Aydın açıklamasında; Son günlerde yerleşim merkezlerinde kalınlığı birkaç santimetreden başlayan, 60 santimetreye kadar çıkan karın aslında bereket ve rahmet kaynağı olduğunu söyleyerek; Bazı şehirlerin yüksek kesimlerinde yolların kapanmasına, 44 ilde ilköğretim, ortaöğretim ve üniversite eğitimine ara verilmesine neden olan kar yağışının bazı kişilerce "beyaz kabus" şeklinde nitelendirildiğine dikkati çekerek; ekolojik denge ve su kaynakları açısından kar yağışının "beyaz rüya" olarak da görülebileceğini ifade etti.

Türkiye'nin büyük bölümünün yarı kurak sayılabilecek iklim kuşağında bulunduğuna işaret eden Aydın, kişi başına düşen 1,519 metreküp civarındaki yıllık su miktarıyla su azlığı yaşandığını, kaynakların sınırlı olduğunu anlattı. Aydın, su kaynaklarının yaklaşık yüzde 70'inin tarımsal amaçlı kullanıldığını, kar yağışlarının bu anlamda olumlu etkisi bulunduğunu vurgulayarak, şöyle konuştu: "Kar yağışının yeryüzü ve yer altı su rezervlerini, baraj doluluk oranlarını artırması gibi birçok avantajları da var. Örneğin Fırat havzasındaki su akımının yüzde 70'ini kar erimesi meydana getirmektedir. Kar yavaş yavaş eriyerek toprağa süzüldüğü için özellikle yer altı sularının beslenmesi açısından çok önemlidir.

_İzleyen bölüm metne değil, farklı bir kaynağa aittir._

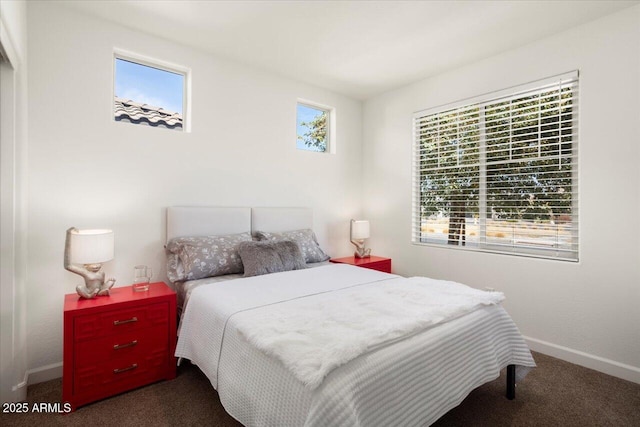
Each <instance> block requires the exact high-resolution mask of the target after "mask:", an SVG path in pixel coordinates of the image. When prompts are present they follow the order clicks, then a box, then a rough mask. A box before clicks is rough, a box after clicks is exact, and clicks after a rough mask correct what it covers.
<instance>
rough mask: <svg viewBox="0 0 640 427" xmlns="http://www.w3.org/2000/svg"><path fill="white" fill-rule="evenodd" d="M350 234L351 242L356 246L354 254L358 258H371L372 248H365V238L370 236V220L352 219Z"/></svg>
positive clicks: (365, 238) (350, 228)
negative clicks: (369, 233) (369, 229)
mask: <svg viewBox="0 0 640 427" xmlns="http://www.w3.org/2000/svg"><path fill="white" fill-rule="evenodd" d="M349 235H350V237H351V243H353V245H354V246H355V247H356V251H355V253H354V254H353V256H354V257H356V258H369V257H370V256H371V248H365V246H364V240H365V239H368V238H369V221H364V220H360V221H356V220H355V219H352V220H351V226H350V227H349Z"/></svg>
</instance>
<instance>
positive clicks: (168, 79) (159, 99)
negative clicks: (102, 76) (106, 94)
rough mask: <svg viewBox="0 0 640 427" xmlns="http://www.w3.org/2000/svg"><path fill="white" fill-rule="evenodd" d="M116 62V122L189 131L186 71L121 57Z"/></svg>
mask: <svg viewBox="0 0 640 427" xmlns="http://www.w3.org/2000/svg"><path fill="white" fill-rule="evenodd" d="M114 61H115V63H114V70H115V79H114V80H115V82H114V119H115V120H116V121H119V122H129V123H134V124H140V125H146V126H152V127H160V128H166V129H175V130H184V129H186V126H185V125H186V120H185V115H186V114H185V113H186V111H185V110H186V102H185V101H186V87H187V76H188V74H187V71H186V70H179V69H177V68H168V67H166V66H163V65H160V64H157V63H153V62H151V61H148V60H145V59H138V58H134V57H130V56H124V55H120V54H116V55H115V58H114Z"/></svg>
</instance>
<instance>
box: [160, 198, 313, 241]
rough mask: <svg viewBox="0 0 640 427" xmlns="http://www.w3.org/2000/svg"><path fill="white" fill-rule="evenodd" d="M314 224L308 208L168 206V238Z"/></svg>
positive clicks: (219, 234) (251, 231) (294, 229)
mask: <svg viewBox="0 0 640 427" xmlns="http://www.w3.org/2000/svg"><path fill="white" fill-rule="evenodd" d="M312 227H313V211H312V210H311V209H309V208H242V207H241V208H229V207H213V206H193V207H191V206H173V207H169V208H167V242H168V241H169V240H171V239H173V238H174V237H187V236H216V235H223V234H236V233H246V232H255V231H267V232H271V233H277V232H281V231H288V230H300V229H303V228H312Z"/></svg>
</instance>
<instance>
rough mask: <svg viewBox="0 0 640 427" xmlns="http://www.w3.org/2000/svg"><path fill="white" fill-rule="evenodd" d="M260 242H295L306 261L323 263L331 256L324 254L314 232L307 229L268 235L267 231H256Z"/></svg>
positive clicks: (285, 231) (310, 229)
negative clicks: (274, 241)
mask: <svg viewBox="0 0 640 427" xmlns="http://www.w3.org/2000/svg"><path fill="white" fill-rule="evenodd" d="M255 235H256V237H257V238H258V240H261V241H262V240H293V241H294V242H296V243H297V244H298V246H299V247H300V251H301V252H302V255H304V258H305V261H306V262H307V264H308V263H311V262H322V261H326V260H328V259H329V255H327V254H326V253H324V251H323V250H322V249H321V248H320V245H319V244H318V240H317V239H316V235H315V234H314V232H313V230H311V229H309V228H306V229H304V230H293V231H284V232H282V233H268V232H266V231H256V233H255Z"/></svg>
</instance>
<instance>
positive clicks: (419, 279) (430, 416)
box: [167, 207, 535, 426]
mask: <svg viewBox="0 0 640 427" xmlns="http://www.w3.org/2000/svg"><path fill="white" fill-rule="evenodd" d="M312 225H313V215H312V212H311V210H310V209H305V208H220V207H171V208H168V210H167V242H168V245H167V248H173V249H175V248H174V247H172V246H171V244H172V243H175V242H176V241H180V239H183V238H186V239H193V238H196V237H206V236H229V235H232V236H234V237H233V238H234V239H236V238H238V239H243V242H242V243H241V245H242V247H243V248H244V247H250V246H252V245H253V244H252V243H244V242H245V241H247V239H251V240H253V238H252V237H250V238H247V234H248V235H249V236H255V235H256V234H260V232H261V233H262V234H261V236H263V237H264V235H266V236H276V235H277V233H285V235H286V233H287V232H290V231H293V230H310V229H312ZM270 233H271V234H270ZM288 236H291V235H288ZM314 239H315V236H314ZM273 240H274V241H277V240H278V239H275V238H274V239H273ZM294 240H295V239H294ZM281 243H282V242H280V243H278V244H281ZM216 244H217V243H216ZM266 244H267V243H265V245H266ZM273 244H274V245H275V244H276V243H273ZM316 244H317V241H316ZM310 245H311V246H312V244H310ZM298 246H300V247H301V248H302V247H303V246H304V245H303V244H301V243H299V244H298ZM294 249H295V248H294ZM303 249H305V250H309V248H303ZM310 250H311V251H313V250H315V249H313V248H311V249H310ZM174 252H175V251H174ZM174 252H171V250H169V251H168V270H171V271H173V273H174V274H172V275H169V276H170V279H171V281H172V282H173V283H174V286H175V288H176V290H177V291H178V294H179V298H178V299H179V301H180V304H181V305H182V307H181V312H182V314H181V322H180V329H179V339H178V345H177V348H176V356H177V357H178V358H180V359H188V360H190V361H191V362H192V363H193V364H195V365H197V366H198V367H199V368H200V369H201V370H202V371H203V372H204V374H205V375H206V376H207V377H208V378H209V380H210V381H211V384H212V386H213V387H214V388H215V389H216V390H217V391H218V394H219V396H220V401H221V403H222V405H223V406H224V408H225V410H226V411H227V412H228V413H229V414H230V415H232V416H233V417H234V418H236V419H237V420H238V421H239V422H241V423H242V424H244V425H246V426H285V425H291V426H303V425H305V426H326V425H349V426H378V425H379V426H388V425H403V426H411V425H416V426H418V425H420V426H422V425H429V424H431V423H433V422H435V421H436V420H437V419H438V418H439V417H441V416H442V415H444V414H445V413H446V412H447V411H449V410H450V409H452V408H453V407H455V406H457V405H458V404H460V403H461V402H462V400H463V399H464V398H465V397H466V396H467V395H468V394H469V393H470V392H471V391H472V390H473V389H475V388H476V387H479V386H480V385H482V384H484V383H486V382H488V381H492V380H494V379H495V378H497V377H498V376H499V374H500V371H501V370H502V369H504V368H507V377H508V378H507V395H508V397H509V398H513V397H514V393H515V382H516V381H519V380H521V379H522V378H524V376H525V375H526V374H527V372H528V371H529V370H530V369H531V368H533V367H535V362H534V361H533V358H532V357H531V353H530V351H529V349H528V347H527V345H526V343H525V342H524V339H523V338H522V336H521V335H520V333H519V331H518V329H517V327H516V326H515V324H514V323H513V321H512V319H511V318H510V316H509V315H508V314H507V313H506V311H505V310H504V309H503V308H502V306H501V305H500V304H499V298H498V297H499V295H497V293H491V294H493V295H487V296H485V295H483V291H477V290H471V289H470V288H469V289H466V288H467V287H464V288H465V289H461V288H460V291H464V292H463V293H464V294H465V297H464V298H467V299H468V300H469V301H472V302H473V303H474V304H476V305H475V306H474V308H473V309H472V310H470V311H467V312H462V311H460V310H461V309H460V308H459V307H458V308H456V309H455V310H454V309H450V308H448V307H449V305H445V304H440V305H439V306H437V307H435V310H436V311H437V312H438V313H441V312H440V311H438V310H444V311H442V313H444V312H447V310H449V311H450V312H451V313H449V317H446V316H445V315H444V314H442V315H441V314H438V316H440V317H442V318H444V320H442V319H441V321H435V320H434V317H438V316H433V315H431V316H430V317H429V316H425V317H424V318H421V319H420V321H419V322H414V320H415V319H412V320H411V322H413V323H411V322H409V321H408V320H407V321H406V322H405V319H404V318H405V317H406V318H409V317H410V316H403V315H401V314H402V313H404V312H407V313H409V312H411V309H410V308H409V307H408V306H407V309H406V310H405V309H399V307H404V306H401V305H394V304H396V303H395V302H394V301H395V300H393V298H406V293H409V294H410V295H412V296H413V299H414V300H415V301H416V304H414V305H416V306H418V305H421V304H423V303H422V302H421V301H424V305H425V306H426V305H428V304H430V302H429V301H432V300H434V298H433V296H432V294H430V293H429V292H435V290H434V289H436V288H438V287H441V288H443V289H456V292H457V290H458V288H452V286H454V285H455V284H450V282H447V283H444V282H441V281H430V280H431V279H426V278H410V279H406V278H402V277H400V276H397V275H393V274H388V273H383V272H378V271H374V270H368V269H363V268H359V267H354V266H349V265H344V264H331V263H328V262H327V261H326V260H321V261H318V259H319V258H313V256H311V257H309V253H308V252H304V256H303V257H304V258H305V261H315V262H307V264H306V265H305V266H304V267H307V268H295V269H292V270H287V271H276V272H274V273H271V274H261V275H256V276H252V277H243V273H242V272H233V273H230V274H218V275H215V276H214V277H199V276H200V275H202V274H207V272H204V273H203V272H201V271H199V274H196V275H195V276H194V278H193V279H192V280H174V279H176V278H177V277H176V275H175V271H176V268H177V267H176V263H179V262H178V261H179V259H177V258H180V257H177V256H176V253H174ZM301 252H302V251H301ZM227 255H228V254H227ZM311 255H314V254H313V253H311ZM243 259H244V260H245V264H246V265H247V266H249V265H250V264H248V263H246V258H243ZM231 261H233V262H236V261H237V259H233V260H231ZM231 261H229V260H226V261H224V262H221V263H217V264H216V265H215V266H214V269H215V268H219V267H220V265H221V264H223V265H224V267H225V268H226V267H227V266H228V264H230V263H233V262H231ZM182 273H184V272H182ZM182 279H184V275H183V277H182ZM426 281H429V282H426ZM424 285H428V286H424ZM455 286H460V287H463V285H455ZM416 289H419V290H420V292H423V290H424V291H425V292H426V293H425V294H424V295H422V294H413V293H412V292H414V291H415V290H416ZM405 290H406V292H405V294H403V295H404V296H403V295H399V294H401V293H402V292H404V291H405ZM396 294H398V295H399V296H398V295H396ZM363 295H378V296H377V298H382V299H384V300H385V301H387V303H386V304H385V307H383V308H382V309H381V310H379V311H375V312H373V313H374V315H372V316H370V315H368V314H367V313H369V312H370V310H371V306H370V305H369V303H368V302H365V303H361V302H359V300H360V299H362V298H363V297H362V296H363ZM420 298H423V299H422V300H421V299H420ZM443 298H449V297H443ZM452 298H461V296H460V295H457V294H456V295H455V296H454V297H452ZM496 298H498V299H496ZM402 301H404V300H402V299H399V300H398V304H401V303H403V302H402ZM455 301H456V303H455V304H458V302H457V301H458V300H455ZM469 301H467V302H468V303H469V304H471V302H469ZM478 301H482V302H478ZM486 301H488V302H486ZM418 302H419V304H418ZM341 304H342V306H341ZM455 304H452V305H451V306H455ZM409 305H410V304H409ZM440 306H442V307H440ZM328 307H330V308H331V309H332V310H333V311H331V312H332V313H333V314H332V315H331V316H333V317H332V318H331V319H329V320H327V319H323V318H321V317H318V316H324V315H325V313H328V312H330V309H329V308H328ZM394 307H395V308H394ZM460 307H461V306H460ZM456 310H457V311H456ZM423 311H426V310H423ZM363 313H364V314H363ZM385 316H386V317H385ZM343 317H344V318H343ZM418 317H420V316H418ZM369 318H371V319H374V318H375V320H376V321H375V322H374V323H375V324H376V327H375V328H374V327H371V328H369V329H373V330H374V331H369V329H367V328H368V327H366V326H363V325H364V324H365V323H366V322H367V321H368V320H367V319H369ZM336 319H337V320H336ZM363 319H364V320H363ZM436 320H437V319H436ZM403 322H405V323H403ZM326 323H331V325H332V327H335V328H336V329H335V331H337V332H336V335H339V336H340V337H341V339H338V338H337V337H334V335H331V334H327V333H326V332H325V330H323V325H325V324H326ZM292 325H293V326H292ZM300 325H304V327H301V326H300ZM354 325H355V326H354ZM287 328H289V329H287ZM291 328H293V329H291ZM340 328H342V329H340ZM302 329H304V330H303V331H302V332H301V330H302ZM325 329H326V328H325ZM331 331H333V329H332V330H331ZM365 331H366V332H365ZM399 331H400V332H399ZM332 333H333V332H332ZM301 334H306V335H303V336H302V337H303V339H301V340H300V339H299V338H300V336H301ZM327 335H328V336H327ZM334 338H335V341H336V342H335V345H334V343H333V342H332V341H331V340H333V339H334ZM323 340H325V341H323ZM327 340H329V341H327Z"/></svg>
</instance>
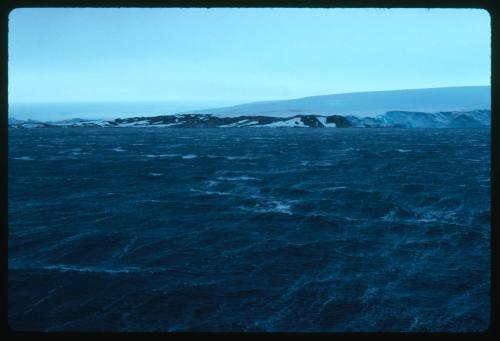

Ülkemizde yoğun kullanım sebebiyle yer altı suyu tablasının her yıl düştüğü dikkate alınırsa kar yağışı hayati önem arz etmektedir. Ayrıca Orman ve Su İşleri Bakanlığının son yağışlarla barajların doluluk oranlarının yüzde 75'lere ulaştığını bildirilmesi kar yağışlarının faydasının en önemli göstergesidir."

Konya Ovası'nın kapalı bir havza olması ve yoğun şekilde tarımsal sulama yapılması nedeniyle her yıl yer altı su seviyesinin bir metre azaldığının altını çizen Aydın, kar yağışının bu seviyenin yükselmesine katkı sağlayacağını aktardı.

Kar Kabus Değil Güzel Bir Rüyadır

Yağmur ve özellikle kar yağarken havadaki kirletici partikülleri ve gazları bünyesine aldığı için mikroorganizmaların çoğalmasını yavaşlattığını kaydeden Aydın, karın havadaki kirleticilerin temizlenmesine, mikropların ölmesine veya çoğalmasına engel olacak etkilere sahip olduğunu söyledi. Kar yağınca havanın yumuşadığını, aşırı soğumasının engellendiğini dile getiren Aydın: "Anadolu'da yağmur için 'Rahmet, bereket yağıyor' diye kullanılan bir tabir vardır. Kar yağışını da böyle nitelendirerek, Türkiye'ye rahmet ve bereket yağdığını söylemek daha uygundur. Karın aslında kâbus değil, uzun vadedeki su getirisi açısından ülkemiz insanları için güzel bir rüya olduğunu söylemek daha doğru olur." ifadesini kullandı.